Assessing compensation in such circumstances is difficult and requires a degree of judgment. Taking into account the guidance provided by the decisions referred to above I consider that payment of compensation in the amount of $50 000 is appropriate.
DIAC Response
Not accepted.
Compensation is only paid on the basis of potential legal liability where there is a meaningful prospect of liability in relation to the matter. The Department does not consider that there is any legal liability in relation to Dr Ogawa's detention.
Further, compensation is only paid under the Compensation for Detriment caused by Defective Administration (CDDA) scheme where the department was defective in its administration and this resulted in a financial detriment, as outline in Finance Circular 2009/09 (the guidelines). The department is of the view that no compensation is payable under the guidelines in relation to Dr Ogawa's detention.
Recommendation 2
In addition to compensation, I consider that it is appropriate that the Commonwealth provide a formal written apology to Dr Ogawa for the breaches to her human rights identified in this report. Apologies are important remedies for breaches of human rights. They, at least to some extent, alleviate the suffering of those who have been wronged.
DIAC Response
Not accepted.
With respect to the view that the Commonwealth acted inconsistently with or contrary to the procedures established by law within the meaning of Article 9(1) of the ICCPR, the Department continues to rely on its previous submissions that Dr Ogawa's immigration detention was lawful, being in accordance with the relevant provisions of the Migration Act, and was not arbitrary. Dr Ogawa refused to cooperate with the departmental attempts to assist her to regularise her status.
As per standard practice of facilitating the removal of any detainee who has a history of non-compliance, she was held in immigration detention whilst arrangements were made for her travel to Japan. Her removal did not eventuate because she applied for …[another] visa (which was refused). Dr Ogawa's immigration detention was a proportionate measure, taken only following departmental attempts to resolve Dr Ogawa's situation using other methods.

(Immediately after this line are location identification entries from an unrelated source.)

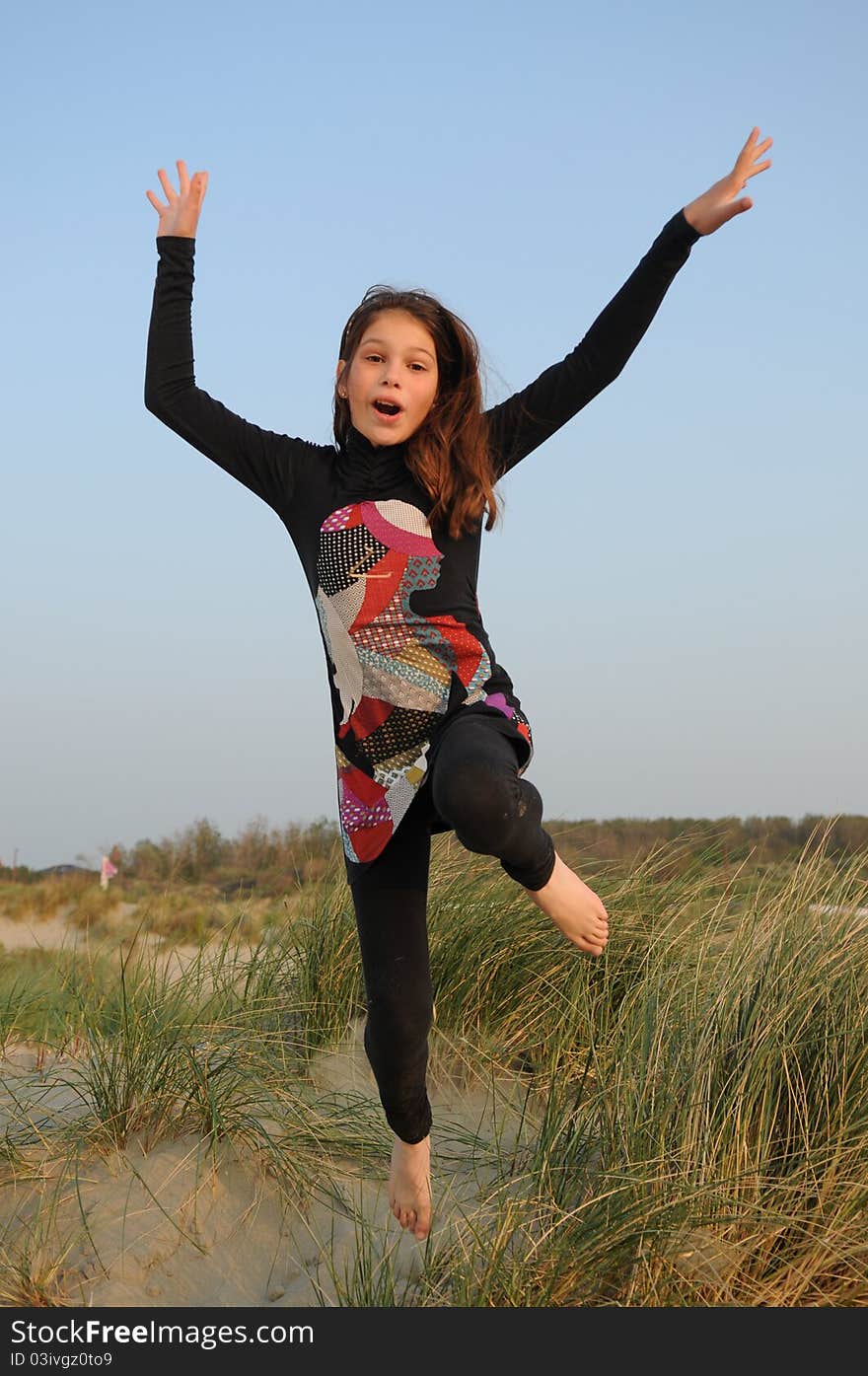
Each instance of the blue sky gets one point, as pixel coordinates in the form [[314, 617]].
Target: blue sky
[[680, 575]]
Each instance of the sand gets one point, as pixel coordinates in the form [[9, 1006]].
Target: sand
[[179, 1225]]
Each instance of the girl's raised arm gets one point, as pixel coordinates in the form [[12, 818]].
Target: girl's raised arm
[[264, 462], [520, 424]]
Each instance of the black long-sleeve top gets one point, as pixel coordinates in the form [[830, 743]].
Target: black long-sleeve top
[[400, 625]]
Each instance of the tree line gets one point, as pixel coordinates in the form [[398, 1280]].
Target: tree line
[[272, 859]]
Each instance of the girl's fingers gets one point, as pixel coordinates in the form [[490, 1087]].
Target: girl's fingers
[[167, 186]]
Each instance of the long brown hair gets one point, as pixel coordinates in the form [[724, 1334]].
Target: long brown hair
[[449, 453]]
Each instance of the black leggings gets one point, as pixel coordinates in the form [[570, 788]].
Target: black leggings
[[473, 787]]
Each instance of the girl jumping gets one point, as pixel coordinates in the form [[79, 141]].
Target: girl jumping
[[429, 734]]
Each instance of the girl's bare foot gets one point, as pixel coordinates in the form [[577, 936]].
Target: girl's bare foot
[[574, 908], [410, 1185]]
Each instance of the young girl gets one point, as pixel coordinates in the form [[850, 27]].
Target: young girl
[[429, 734]]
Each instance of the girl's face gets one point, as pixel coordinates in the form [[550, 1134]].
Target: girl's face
[[391, 382]]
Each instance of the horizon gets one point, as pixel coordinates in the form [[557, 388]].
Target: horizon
[[679, 585]]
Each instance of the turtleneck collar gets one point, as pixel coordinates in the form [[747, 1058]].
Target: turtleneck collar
[[370, 471]]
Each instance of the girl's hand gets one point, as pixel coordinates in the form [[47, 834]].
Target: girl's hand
[[711, 209], [181, 213]]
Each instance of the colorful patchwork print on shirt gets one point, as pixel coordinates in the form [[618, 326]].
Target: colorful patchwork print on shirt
[[393, 668]]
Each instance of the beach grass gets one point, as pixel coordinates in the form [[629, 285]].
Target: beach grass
[[683, 1122]]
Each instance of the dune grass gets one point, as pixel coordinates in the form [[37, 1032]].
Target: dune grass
[[693, 1104]]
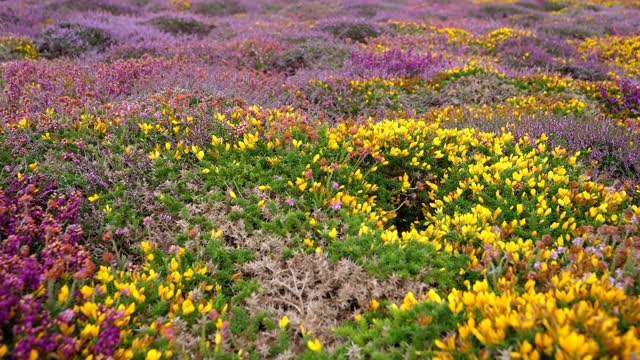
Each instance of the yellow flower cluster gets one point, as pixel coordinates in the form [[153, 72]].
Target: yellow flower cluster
[[577, 318]]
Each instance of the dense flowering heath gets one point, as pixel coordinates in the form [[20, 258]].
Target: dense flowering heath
[[238, 179]]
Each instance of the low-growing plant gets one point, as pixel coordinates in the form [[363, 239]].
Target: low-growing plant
[[357, 32], [71, 40], [180, 26]]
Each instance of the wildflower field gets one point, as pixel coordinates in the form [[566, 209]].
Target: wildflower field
[[379, 179]]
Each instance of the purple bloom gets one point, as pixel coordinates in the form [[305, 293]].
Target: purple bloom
[[578, 242]]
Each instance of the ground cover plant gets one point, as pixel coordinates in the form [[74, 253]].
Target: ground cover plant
[[310, 179]]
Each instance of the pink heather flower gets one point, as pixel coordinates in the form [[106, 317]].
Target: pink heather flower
[[147, 221]]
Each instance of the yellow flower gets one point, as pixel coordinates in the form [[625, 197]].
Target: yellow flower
[[90, 310], [153, 354], [86, 291], [284, 322], [90, 331], [314, 345], [63, 295], [187, 307], [146, 246]]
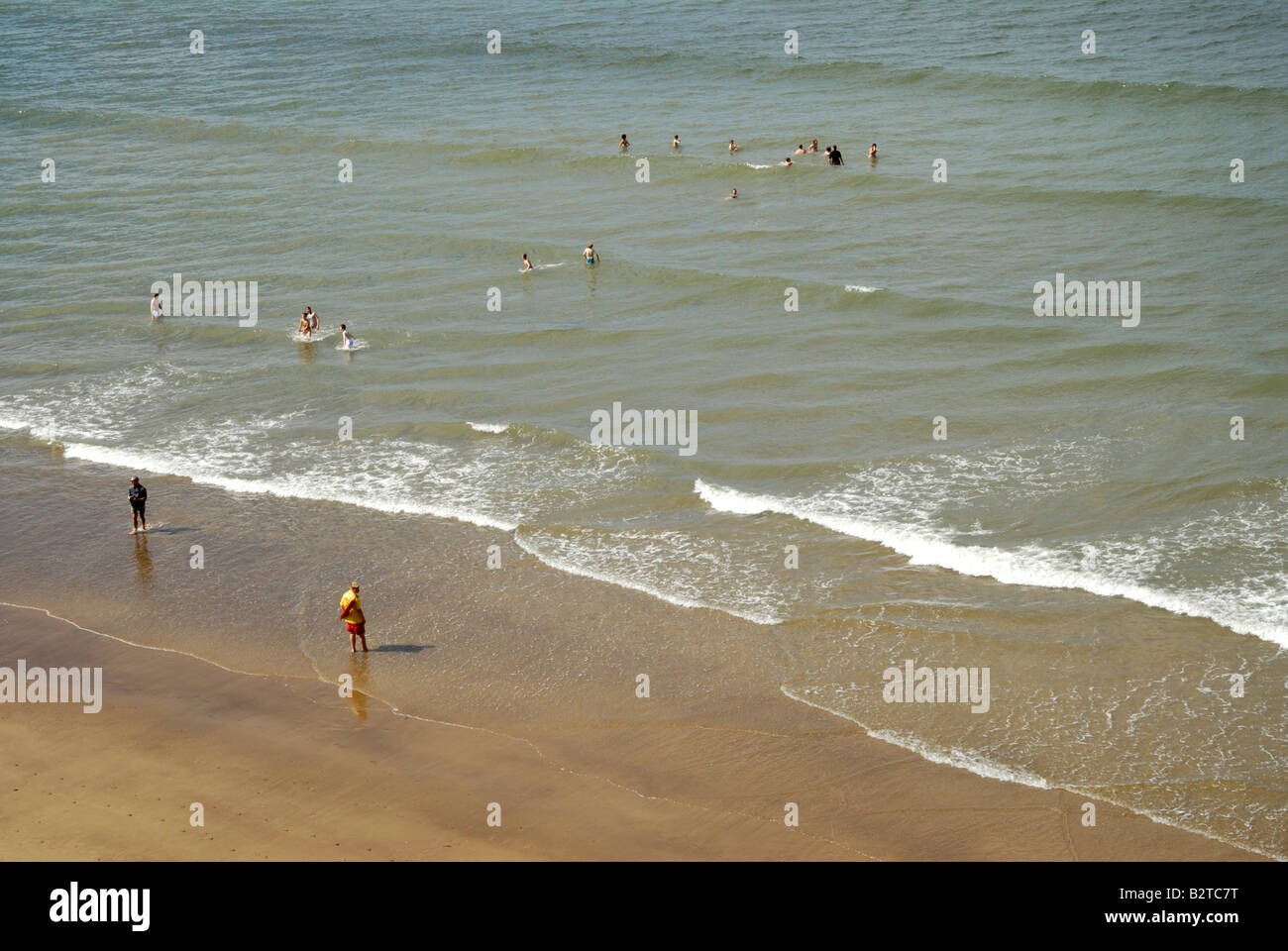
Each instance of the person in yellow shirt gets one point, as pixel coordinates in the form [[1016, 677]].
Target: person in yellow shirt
[[351, 612]]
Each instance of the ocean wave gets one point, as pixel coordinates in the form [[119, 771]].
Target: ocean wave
[[1256, 607]]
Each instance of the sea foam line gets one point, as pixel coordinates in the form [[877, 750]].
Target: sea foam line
[[990, 770], [1009, 568], [574, 569], [300, 487]]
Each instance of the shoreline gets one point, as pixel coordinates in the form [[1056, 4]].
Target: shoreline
[[279, 762]]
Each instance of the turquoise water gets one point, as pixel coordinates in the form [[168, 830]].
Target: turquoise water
[[1081, 455]]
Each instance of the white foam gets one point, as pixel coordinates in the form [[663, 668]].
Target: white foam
[[947, 755], [632, 582], [295, 486], [983, 766], [1028, 565]]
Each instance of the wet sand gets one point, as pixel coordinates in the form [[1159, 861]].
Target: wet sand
[[513, 687], [286, 768]]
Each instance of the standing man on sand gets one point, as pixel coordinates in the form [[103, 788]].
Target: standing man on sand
[[138, 499], [351, 612]]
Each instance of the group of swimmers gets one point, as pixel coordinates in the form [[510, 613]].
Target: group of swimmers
[[589, 254], [832, 154], [309, 322]]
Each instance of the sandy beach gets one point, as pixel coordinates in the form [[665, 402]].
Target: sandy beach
[[287, 770], [922, 506]]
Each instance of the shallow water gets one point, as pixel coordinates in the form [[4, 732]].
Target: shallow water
[[1089, 530]]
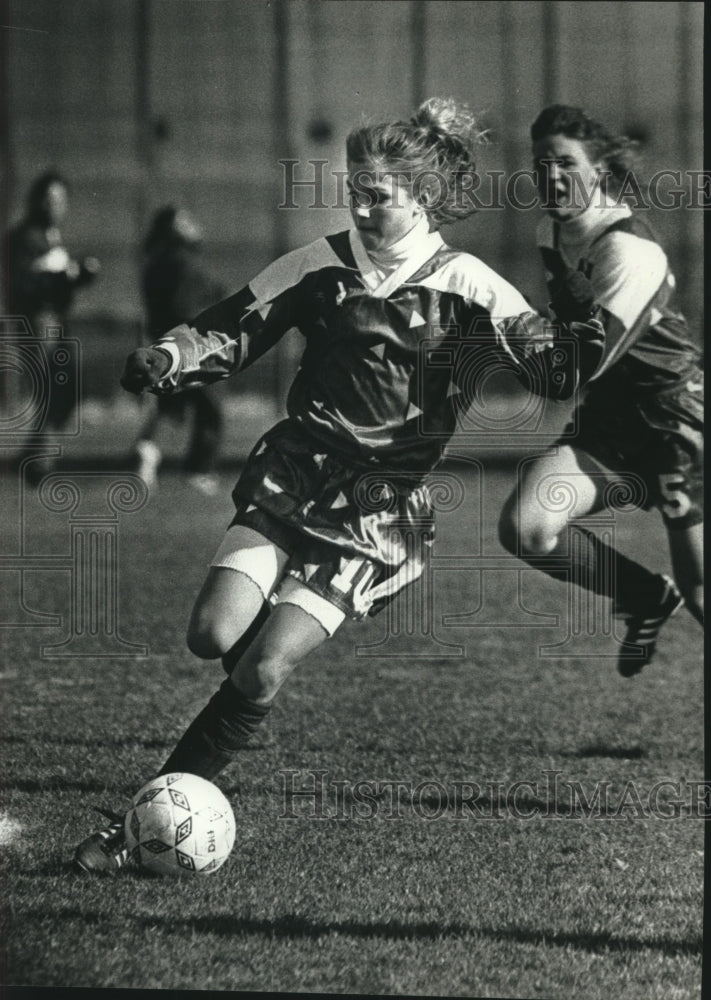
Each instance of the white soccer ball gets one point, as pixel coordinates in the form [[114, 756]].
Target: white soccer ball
[[180, 823]]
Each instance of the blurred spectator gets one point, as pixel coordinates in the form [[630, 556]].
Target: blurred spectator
[[42, 279], [175, 288]]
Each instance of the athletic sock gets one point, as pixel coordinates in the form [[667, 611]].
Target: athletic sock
[[229, 660], [216, 735], [586, 560]]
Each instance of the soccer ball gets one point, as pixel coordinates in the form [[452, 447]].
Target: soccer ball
[[180, 823]]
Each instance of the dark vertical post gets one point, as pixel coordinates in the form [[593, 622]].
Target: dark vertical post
[[418, 35], [281, 117], [283, 149], [143, 118], [5, 134], [551, 52], [685, 143]]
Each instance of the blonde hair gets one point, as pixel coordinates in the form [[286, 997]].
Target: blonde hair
[[436, 144]]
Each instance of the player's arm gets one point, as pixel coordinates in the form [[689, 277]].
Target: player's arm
[[221, 340], [553, 357], [628, 273]]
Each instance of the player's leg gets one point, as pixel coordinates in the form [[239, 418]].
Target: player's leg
[[554, 489], [299, 623], [563, 486], [687, 552], [243, 574]]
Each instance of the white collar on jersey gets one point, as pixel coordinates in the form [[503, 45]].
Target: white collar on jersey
[[603, 210], [386, 270]]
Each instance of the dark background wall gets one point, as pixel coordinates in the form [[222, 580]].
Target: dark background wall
[[144, 101]]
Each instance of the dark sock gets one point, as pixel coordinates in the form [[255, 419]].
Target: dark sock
[[229, 660], [586, 560], [215, 736]]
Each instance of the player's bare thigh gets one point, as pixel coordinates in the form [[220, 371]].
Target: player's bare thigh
[[563, 484], [233, 594]]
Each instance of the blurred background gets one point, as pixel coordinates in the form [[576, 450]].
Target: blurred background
[[143, 102]]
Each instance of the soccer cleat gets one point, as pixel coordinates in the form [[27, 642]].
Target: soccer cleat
[[643, 629], [106, 850]]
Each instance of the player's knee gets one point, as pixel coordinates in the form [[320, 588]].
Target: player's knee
[[209, 640], [523, 538], [265, 676]]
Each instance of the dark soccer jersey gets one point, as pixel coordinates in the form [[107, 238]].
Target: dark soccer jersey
[[647, 339], [388, 364]]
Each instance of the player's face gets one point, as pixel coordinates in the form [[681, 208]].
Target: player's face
[[382, 209], [567, 176], [56, 203]]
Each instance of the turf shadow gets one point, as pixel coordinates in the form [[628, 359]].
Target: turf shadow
[[297, 926]]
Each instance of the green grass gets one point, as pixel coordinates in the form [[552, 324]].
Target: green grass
[[553, 905]]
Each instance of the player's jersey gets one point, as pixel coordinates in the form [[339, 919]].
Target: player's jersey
[[389, 363], [647, 340]]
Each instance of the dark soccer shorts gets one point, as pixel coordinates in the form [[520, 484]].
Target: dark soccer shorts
[[659, 438], [356, 537]]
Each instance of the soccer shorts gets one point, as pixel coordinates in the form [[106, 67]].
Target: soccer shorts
[[657, 437], [356, 537]]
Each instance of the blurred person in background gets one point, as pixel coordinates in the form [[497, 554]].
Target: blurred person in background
[[42, 279], [642, 413], [175, 288]]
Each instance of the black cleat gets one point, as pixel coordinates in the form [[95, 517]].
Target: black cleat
[[106, 850], [643, 629]]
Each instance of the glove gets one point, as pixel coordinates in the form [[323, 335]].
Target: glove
[[144, 369], [572, 297]]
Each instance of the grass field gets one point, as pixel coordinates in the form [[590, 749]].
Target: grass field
[[520, 895]]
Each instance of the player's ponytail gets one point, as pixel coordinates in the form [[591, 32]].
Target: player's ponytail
[[432, 154], [617, 152]]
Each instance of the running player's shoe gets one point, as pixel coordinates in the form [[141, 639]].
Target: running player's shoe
[[643, 629], [106, 850]]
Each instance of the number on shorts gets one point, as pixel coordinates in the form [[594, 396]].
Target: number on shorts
[[671, 486]]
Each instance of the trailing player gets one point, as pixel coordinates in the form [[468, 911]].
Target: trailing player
[[329, 497], [642, 412]]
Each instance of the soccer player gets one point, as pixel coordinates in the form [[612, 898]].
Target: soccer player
[[642, 412], [312, 536], [176, 287]]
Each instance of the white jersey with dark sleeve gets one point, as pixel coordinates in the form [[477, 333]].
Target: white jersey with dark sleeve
[[634, 287], [388, 364]]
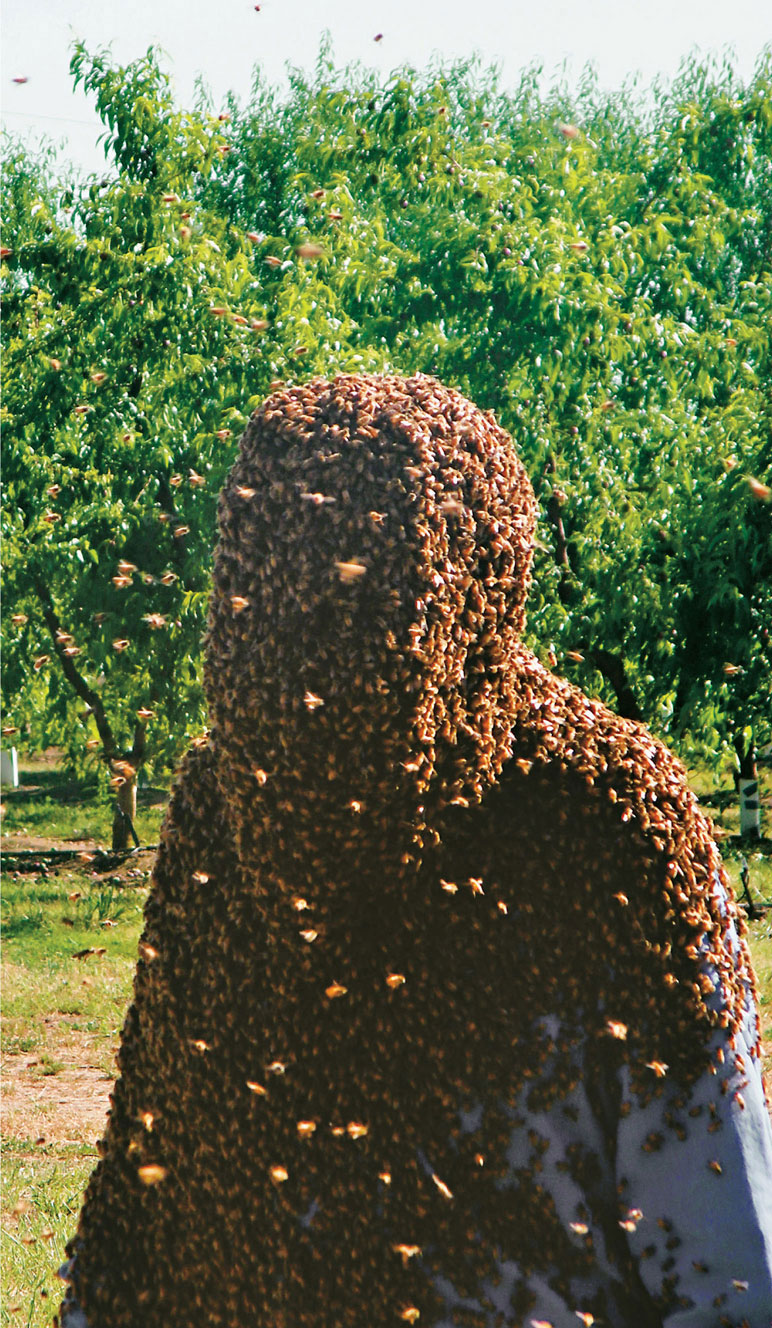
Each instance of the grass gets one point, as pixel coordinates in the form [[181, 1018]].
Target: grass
[[43, 1194], [59, 1008]]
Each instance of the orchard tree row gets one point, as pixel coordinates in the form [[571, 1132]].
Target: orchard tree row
[[594, 270]]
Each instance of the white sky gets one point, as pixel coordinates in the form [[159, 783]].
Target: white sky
[[222, 40]]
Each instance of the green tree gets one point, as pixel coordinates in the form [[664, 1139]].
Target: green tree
[[595, 272]]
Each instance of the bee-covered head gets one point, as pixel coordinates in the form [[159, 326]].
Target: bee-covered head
[[368, 594]]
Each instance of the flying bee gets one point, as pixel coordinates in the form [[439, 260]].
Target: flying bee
[[350, 573], [444, 1190], [152, 1173]]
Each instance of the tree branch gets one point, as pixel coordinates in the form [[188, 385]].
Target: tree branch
[[76, 679]]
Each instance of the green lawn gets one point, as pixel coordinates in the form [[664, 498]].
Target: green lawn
[[63, 1015]]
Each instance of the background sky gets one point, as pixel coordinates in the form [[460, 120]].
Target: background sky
[[222, 41]]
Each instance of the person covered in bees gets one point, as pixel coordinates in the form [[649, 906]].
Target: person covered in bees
[[443, 1011]]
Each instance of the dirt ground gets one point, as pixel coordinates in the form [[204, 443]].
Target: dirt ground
[[65, 1108]]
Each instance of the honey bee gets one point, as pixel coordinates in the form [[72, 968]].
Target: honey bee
[[152, 1173], [350, 573], [444, 1190]]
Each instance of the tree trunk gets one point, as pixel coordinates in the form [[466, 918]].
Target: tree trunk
[[125, 814]]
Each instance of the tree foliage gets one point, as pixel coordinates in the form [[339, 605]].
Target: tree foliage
[[597, 274]]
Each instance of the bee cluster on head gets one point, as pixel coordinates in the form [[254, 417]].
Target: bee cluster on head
[[401, 851]]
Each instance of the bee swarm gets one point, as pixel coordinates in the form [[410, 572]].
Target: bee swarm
[[403, 845]]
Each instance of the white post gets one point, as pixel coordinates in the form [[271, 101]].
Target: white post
[[9, 768], [750, 809]]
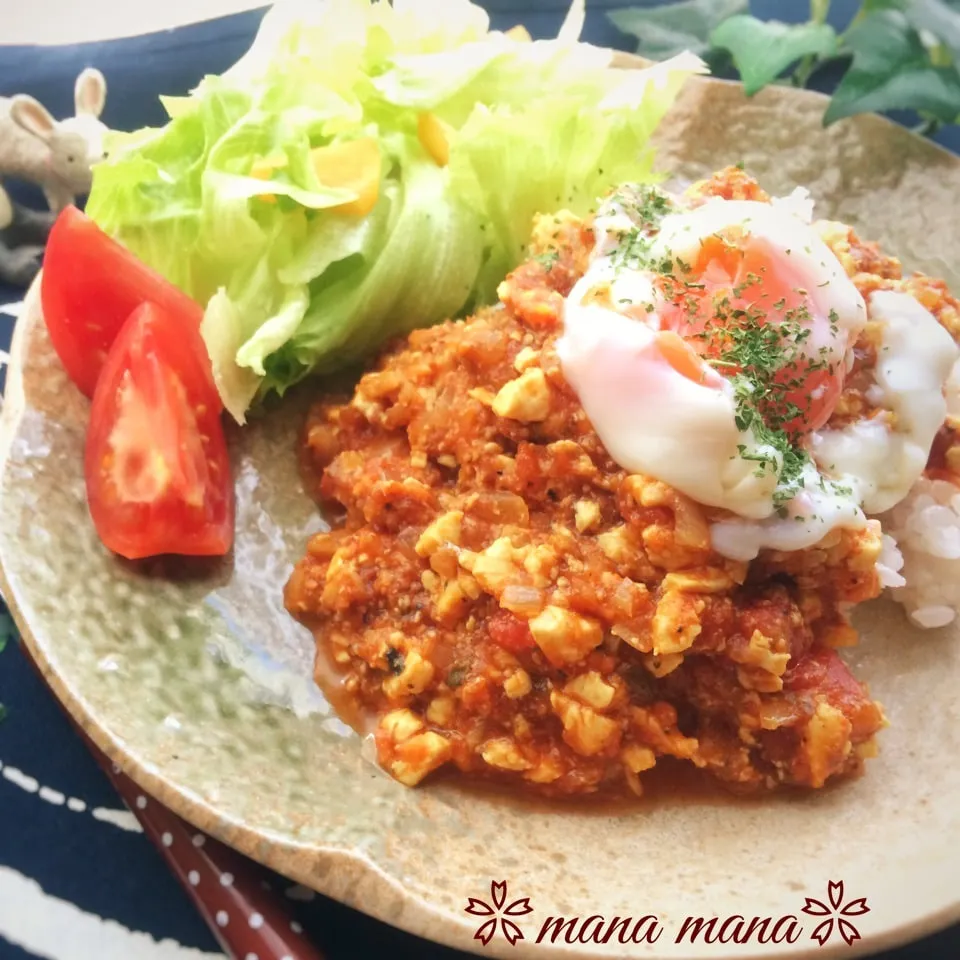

The measure was aimed at the legitimate goal of maintaining the integrity of the migration system and was proportionate to that goal.
Accordingly, given the Department maintains that Dr Ogawa's immigration detention was lawful and not arbitrary, there is no basis for the payment of compensation or provision of a formal apology and therefore, there will be no action taken with regard to these recommendations.
Please find enclosed a copy of my report.
Yours sincerely,
Gillian Triggs
President
Australian Human Rights Commission
17 The chronology, then, is apparent enough: before finalising and publishing the AHRC Report, Professor Triggs provided the Department of Immigration and Citizenship with details of her conclusions, to which Mr Bowles then responded. The departmental response was equally plain: it (or those through whom it acted) did not share Professor Triggs's view that Dr Ogawa's detention at the VIDC was relevantly arbitrary and did not accept either of the recommendations that she made in light of that view.
18 It is obvious enough that those departmental conclusions have not since altered: Dr Ogawa has not received any apology in respect of her detention at the VIDC and no compensation has been paid to her. It was presumably in light of those realities (or at least the latter of them) that Dr Ogawa made the AOG Application.